But there are some things I have to thank you for. Would I, without your vigilance, have the freedom to let my eight-year-old daughter turn on the television, while I cook supper, without having first to check what she is watching? We take the nine o'clock filth threshold for granted, but without the redoubtable efforts of your association, the concerns of parents about their children's viewing might well have been overcome by the insistence of television's Young Turks that artistic licence and viewing figures are the top priorities.

Or perhaps things might have gone the other way. The presence of your army of the upright may well have turned out to be the most effective buffer we could possibly have devised against the adoption of more rigid censorship laws. And censorship is a blunt instrument that is too easily, and too often, used by those in control to prevent the flow of information to those who most need it.

Yet, even as I peel my potatoes without fear of the effects of television on young minds, I can't help thinking you got it all wrong. Your Christian insistence confused sexual pleasure with sexual exploitation; then you mixed it with a liberal sprinkling of foul language and blasphemy and dumped it into the same pot as violence.

By bracketing sex and violence you ensured the total opposition of everyone of liberal disposition. Everyone knows it's important to discuss social responsibility in mass entertainment, but it became impossible to talk about our growing unease at the spread of violent images without being accused of being pro-censorship and anti-sex and being subjected to ridicule by association. Now you have gone, perhaps it will be safe to come out of the closet and say, without fear of being thought to be against sex, that there can be no social, or artistic, justification for the ever-escalating level of violence in videos and films, in the lyrics of pop songs and in music promotion.

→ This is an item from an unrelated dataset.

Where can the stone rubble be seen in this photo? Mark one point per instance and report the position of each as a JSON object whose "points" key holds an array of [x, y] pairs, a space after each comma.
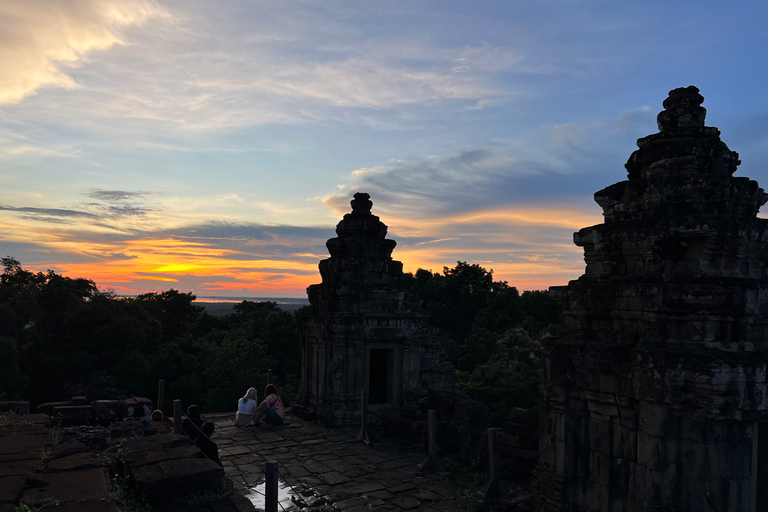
{"points": [[340, 470]]}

I never thought I would admit to agreeing with a word you have said, but I find that on one thing we stand together. The environment in which our children grow up is everyone's responsibility. It should not be up to individual parents to act as gatekeepers against the tide of violent images that are so readily available. Those who own and control the media do have a responsibility to uphold standards - sadly we would no doubt disagree on just whose standards they should uphold.